Eine Woche voller Überraschungen
Pick bloggt über einen historischen Ball in Bad Ems, „Hidden Tracks – Trammpelpfade des Glücks“ in der Brotfabrik Bonn und den Ballettabend „Duato | Kylián | Naharin“ beim Staatsballett Berlin.
Es gibt Vorstellungen, die erduldet man – immer in der Hoffnung, dass sich das Blatt wendet und die Szene sich entwickelt hin zu etwas Erträglichem, Nachvollziehbarem … Nicht alle Zuschauer*innen konnten durchhalten bis zum Ende der einstündigen Uraufführungschoreografie mit dem sperrigen Titel „#INCUBATIO Circumambulatio“. Was die Compagnie-Chefin Muriel Romero da dem interessierten, zum Teil von weit her angereistem Baden-Badener Publikum präsentierte, war wie ein unangenehmer Traum, aus dem man gerne so früh wie möglich aussteigen möchte.

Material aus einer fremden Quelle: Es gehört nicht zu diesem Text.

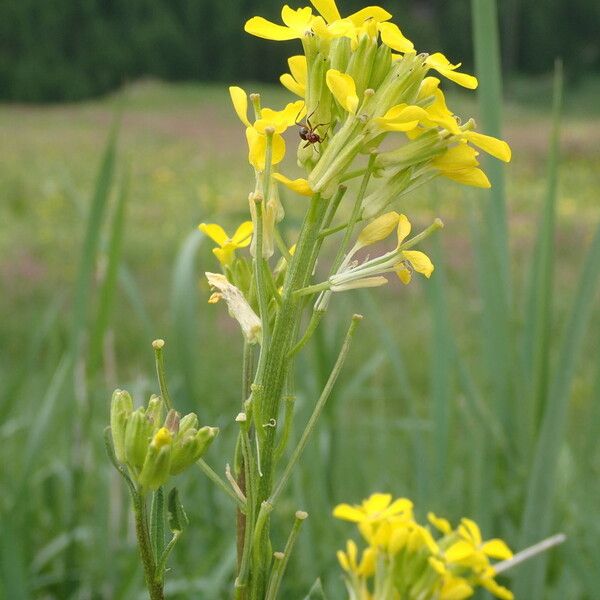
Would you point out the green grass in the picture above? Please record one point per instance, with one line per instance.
(408, 415)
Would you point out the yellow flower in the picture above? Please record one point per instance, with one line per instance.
(295, 80)
(392, 37)
(460, 164)
(278, 121)
(297, 25)
(455, 588)
(402, 117)
(343, 88)
(348, 560)
(300, 186)
(377, 230)
(413, 260)
(374, 509)
(442, 525)
(495, 548)
(493, 146)
(444, 67)
(227, 245)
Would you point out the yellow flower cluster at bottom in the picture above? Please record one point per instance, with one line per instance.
(405, 560)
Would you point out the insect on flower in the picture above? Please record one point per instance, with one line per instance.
(309, 133)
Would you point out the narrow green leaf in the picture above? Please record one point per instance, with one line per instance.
(537, 518)
(536, 342)
(113, 255)
(184, 314)
(176, 516)
(157, 522)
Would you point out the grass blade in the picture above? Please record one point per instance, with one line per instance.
(539, 505)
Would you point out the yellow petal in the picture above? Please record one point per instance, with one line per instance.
(457, 157)
(401, 118)
(240, 103)
(392, 36)
(215, 232)
(298, 68)
(493, 146)
(374, 13)
(440, 524)
(404, 228)
(497, 548)
(379, 229)
(455, 588)
(420, 262)
(343, 88)
(287, 81)
(498, 590)
(257, 146)
(471, 176)
(443, 66)
(348, 513)
(459, 551)
(328, 9)
(267, 30)
(243, 234)
(224, 255)
(343, 560)
(300, 186)
(297, 20)
(375, 503)
(470, 531)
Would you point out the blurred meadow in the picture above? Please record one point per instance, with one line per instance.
(471, 398)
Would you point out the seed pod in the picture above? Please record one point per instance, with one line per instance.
(121, 407)
(137, 436)
(155, 471)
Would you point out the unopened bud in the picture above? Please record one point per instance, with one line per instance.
(188, 422)
(121, 407)
(155, 471)
(172, 422)
(154, 412)
(137, 436)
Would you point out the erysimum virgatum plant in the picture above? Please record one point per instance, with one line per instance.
(359, 81)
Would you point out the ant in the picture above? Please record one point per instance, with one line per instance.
(309, 133)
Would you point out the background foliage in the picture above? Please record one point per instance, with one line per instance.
(67, 50)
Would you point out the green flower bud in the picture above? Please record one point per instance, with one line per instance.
(172, 421)
(361, 64)
(137, 435)
(121, 406)
(155, 471)
(155, 411)
(381, 66)
(189, 448)
(188, 422)
(339, 54)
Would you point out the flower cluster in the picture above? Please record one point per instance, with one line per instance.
(406, 560)
(154, 447)
(361, 83)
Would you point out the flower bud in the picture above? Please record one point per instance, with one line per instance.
(189, 448)
(137, 435)
(121, 407)
(157, 464)
(154, 412)
(172, 422)
(188, 422)
(381, 66)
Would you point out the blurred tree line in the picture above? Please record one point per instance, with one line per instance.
(52, 50)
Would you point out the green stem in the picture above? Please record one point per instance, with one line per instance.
(154, 585)
(158, 346)
(270, 381)
(218, 481)
(280, 565)
(317, 410)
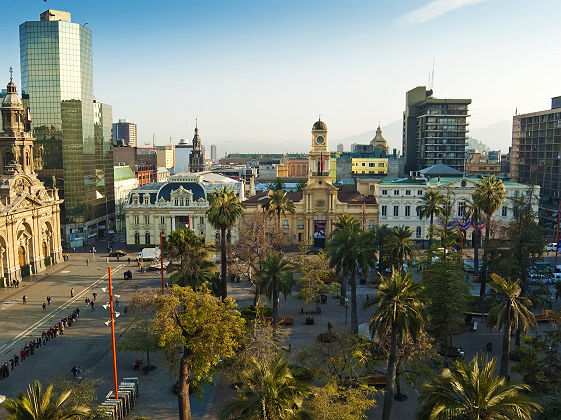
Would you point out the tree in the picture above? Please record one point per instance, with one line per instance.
(400, 303)
(447, 293)
(511, 311)
(399, 245)
(224, 211)
(431, 207)
(350, 249)
(196, 331)
(334, 401)
(472, 391)
(39, 405)
(140, 336)
(190, 257)
(269, 392)
(275, 278)
(279, 204)
(489, 196)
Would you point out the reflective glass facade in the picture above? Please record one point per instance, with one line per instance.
(73, 134)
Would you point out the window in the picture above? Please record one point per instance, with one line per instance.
(461, 208)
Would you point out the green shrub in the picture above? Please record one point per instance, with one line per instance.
(250, 312)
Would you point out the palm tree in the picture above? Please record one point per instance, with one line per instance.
(399, 313)
(432, 205)
(399, 245)
(224, 211)
(472, 391)
(489, 196)
(37, 405)
(475, 214)
(279, 204)
(511, 311)
(275, 277)
(350, 249)
(269, 392)
(195, 266)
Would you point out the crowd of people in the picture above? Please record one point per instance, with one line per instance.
(29, 348)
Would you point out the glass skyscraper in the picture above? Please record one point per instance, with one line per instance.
(72, 131)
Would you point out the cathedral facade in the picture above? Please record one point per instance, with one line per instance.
(29, 213)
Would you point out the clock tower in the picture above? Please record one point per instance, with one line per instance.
(318, 158)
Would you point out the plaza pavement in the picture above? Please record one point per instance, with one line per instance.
(87, 343)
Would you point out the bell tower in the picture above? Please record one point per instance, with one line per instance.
(318, 158)
(16, 141)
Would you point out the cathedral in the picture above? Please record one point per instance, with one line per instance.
(29, 213)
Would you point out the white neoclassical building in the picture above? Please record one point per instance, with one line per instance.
(399, 198)
(29, 213)
(180, 202)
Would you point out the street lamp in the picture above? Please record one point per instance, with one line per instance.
(112, 323)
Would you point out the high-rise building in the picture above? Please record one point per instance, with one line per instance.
(196, 157)
(434, 130)
(535, 158)
(73, 132)
(124, 133)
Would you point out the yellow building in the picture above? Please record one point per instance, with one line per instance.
(319, 204)
(369, 166)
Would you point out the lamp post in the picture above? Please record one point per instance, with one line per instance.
(113, 332)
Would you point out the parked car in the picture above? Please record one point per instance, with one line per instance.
(453, 352)
(117, 253)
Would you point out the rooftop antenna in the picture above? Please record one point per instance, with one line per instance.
(432, 77)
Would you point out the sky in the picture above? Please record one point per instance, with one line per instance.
(256, 74)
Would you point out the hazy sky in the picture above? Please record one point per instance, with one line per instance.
(257, 73)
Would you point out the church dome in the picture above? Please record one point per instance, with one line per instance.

Und tatsächlich thematisiert das Stück eine Reise ins Innere, so, wie es in Urzeiten durch den Tempelschlaf (Incubatio) als heilende und regenerierende Maßnahme praktiziert wurde. Muriel Romero, seit September 2024 Direktorin der renommierten spanischen Compagnie, erforscht mit Hilfe von interaktiven Medien und elektroakustischer Musik archetypische Bilder und Praktiken der Menschheit. In einer bedeutungsschwangeren Atmosphäre, die durch Dunkelheit, durchbrochen von Lasertechnologie und einer sich langsam, aber unentwegt steigernden Soundcollage entwickelt, treten die beiden Protagonisten: der Neophyt und sein Priester, sowie zehn mönchsähnliche Figuren in weißen Kutten und Kapuzen auf. Mit ihren Händen in langen, roten Handschuhen werden sie abwechselnd auf den Neophyt einwirken, der nach anfänglicher Vorstellung auf ein altarähnliches Podest gelegt wird, um in den heilenden Tempelschlaf zu fallen, aus dem er – durch höhere Eingebung eingeweiht – erwachen soll.
Marionette des Priesters
Das Ganze wirkt wie eine durch hohen technischen Aufwand inszenierte Séance, der Protagonist wird zur Marionette der Priester, die ihn unaufhörlich umkreisen (Circumambulatio) und mit ihren roten Armen, die durch das Laserlicht greifen, gleichsam elektrisieren. Dieser interessante Effekt hätte choreografisch sehr viel besser ausgenutzt werden können. Die Reise in die Träume des Protagonisten wird dabei eindrucksvoll und zugleich abstoßend illustriert durch Hologramme, die auf den Altar oder auf die durchsichtige Leinwand quer über die gesamte Bühnenbreite projiziert werden: von einem Werkzeugwesen, das sich durch Morphing in eine Schnecke verwandelt, die wiederum in eine immer größer werdende Zellwucherung bis hin zu einem pulsierenden Herzen, dessen Adern abgeschnitten sind und das die Verbindung zum Leben verloren hat.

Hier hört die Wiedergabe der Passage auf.